I guess I left out that little detail;
I meant to adhere the hardboard to the mdf table. In other words to use it instead of formica.

Michael


----------



## bobj3 (Jan 17, 2006)

Michael
I have seen one or two made with it.
2ea 3/4" plywood with the tempered masonite glued on for the top .
Looks great and works great for a bit BUT then the masonite starts coming up because it's is so hard the glue will not hold on to it.
Then you end up putting screws in it to hold it down true and flat then you need to sand down the counter sink holes you put in ,there goes the nice flat top and the nice finish you put on it.
The ones I have seen the stock will hang a bit at the base plate when you push the stock over it and you need to lift it a bit to get over base and that's a real drag when you put a nick in the stock you want true and clean, no nicks.

I think it would work if you DON"T use a base plate insert,and just mount the router to the 1/4" masonite i.e. cut a 7 1/2" sq. hole in the plywood and CENTER the router in that hole.
NOTE** besure and cut your center hole 3 5/8" and make some inserts to fit that hole and a way to hold them in place.(a backup ring 4 1/8" on the under side ,will do that job)
Then when you need to change bits just drop the router motor out the bottom but the router base is locked in place on center.

Good Luck
Bj


----------



## mpphoto (May 7, 2006)

Thanks Bj. I haven't actually comitted to the idea yet but it's appealing because I do really hate laminating formica. I've done it often but it ain't fun


----------



## Mike (Nov 22, 2004)

MP, Hardboard is a perfect surface to accept Formica. The ShopNotes plan I used for my table has 3/4" plywood then two layers of 1/4" hardboard. This is surrounded with 1" x hardwood and a piece of Formica on top and bottom. It works out great when covered and supported this way.


----------



## bobj3 (Jan 17, 2006)

Michael


Home made router base plate below.
http://www.routerforums.com/attachment.php?attachmentid=2279


Here's a snapshot or two of the inserts I made for my home made base plate.
Note the inserts that have a place to hold the brass guides they come in handy on the table router.

laminating formica is easy once you get the hang of it and you use the right tools ,spacer sticks, roller, and a good glue...and don't rush it wait till the glue is almost dry.
It's the best way to make the tops for just about any cabinet in the shop.
The hard part is getting it cut to the right size because it likes to chip out.
I use a router bit most of the time to cut it to a bit over size b/4 I glue it down.


Bj


----------



## berry (Oct 17, 2005)

A long time ago Woodsmith had plans for a simple router table. 3/4" plywood with Masonite as the top surface and held with contact cement. As mentioned earlier, it wouldn't work with a baseplate mounted router. For my simple (beginner) needs this table worked fine but even with limited use the surface quickly deteriorted.

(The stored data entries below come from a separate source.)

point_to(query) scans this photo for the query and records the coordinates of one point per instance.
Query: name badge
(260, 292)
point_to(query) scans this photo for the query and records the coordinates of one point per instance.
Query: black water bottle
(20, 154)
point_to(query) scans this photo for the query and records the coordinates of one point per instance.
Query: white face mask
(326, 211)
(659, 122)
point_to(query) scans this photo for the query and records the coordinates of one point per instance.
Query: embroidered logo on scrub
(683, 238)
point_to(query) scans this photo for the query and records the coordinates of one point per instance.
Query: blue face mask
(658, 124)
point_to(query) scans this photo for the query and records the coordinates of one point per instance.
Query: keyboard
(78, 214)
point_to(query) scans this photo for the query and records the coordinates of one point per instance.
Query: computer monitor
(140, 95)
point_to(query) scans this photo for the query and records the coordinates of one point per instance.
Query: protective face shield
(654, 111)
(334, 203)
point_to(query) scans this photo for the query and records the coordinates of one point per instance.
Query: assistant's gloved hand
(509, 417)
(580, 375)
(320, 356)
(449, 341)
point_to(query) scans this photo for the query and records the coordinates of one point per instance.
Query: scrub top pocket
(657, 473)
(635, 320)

I tried some shellac followed by paste wax. It worked okay. 

Looking back I'd use formica and save the Masonite for templates. 

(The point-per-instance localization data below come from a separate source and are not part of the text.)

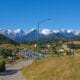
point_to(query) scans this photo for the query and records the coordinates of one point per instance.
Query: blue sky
(24, 14)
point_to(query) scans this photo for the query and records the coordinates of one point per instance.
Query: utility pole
(38, 26)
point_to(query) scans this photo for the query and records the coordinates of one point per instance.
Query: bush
(2, 65)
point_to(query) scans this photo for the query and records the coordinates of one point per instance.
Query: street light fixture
(39, 23)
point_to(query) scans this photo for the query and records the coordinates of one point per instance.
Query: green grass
(54, 68)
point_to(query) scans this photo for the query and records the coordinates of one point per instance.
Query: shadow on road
(9, 72)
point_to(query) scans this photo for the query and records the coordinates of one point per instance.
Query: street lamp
(39, 23)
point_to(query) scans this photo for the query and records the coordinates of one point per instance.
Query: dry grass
(58, 68)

One nice thing though, making your own table give you a good feeling.


----------



## mpphoto (May 7, 2006)

Thanks all for the replies. Berry, your reply was what I feared. Thanks for saving me the trouble. I have a store-bought router table. At some point I'll use it to build another  I was trying to get out of laminating formica but no such luck.
Thanks for the pics Bj, very impressive.


----------



## fibertech (May 7, 2005)

I have several white laminated cabinet doors that anyone can have. 3 or 4 are about 18 x 30 and would make a great table. Arrange shipping and I will send them. -Derek


----------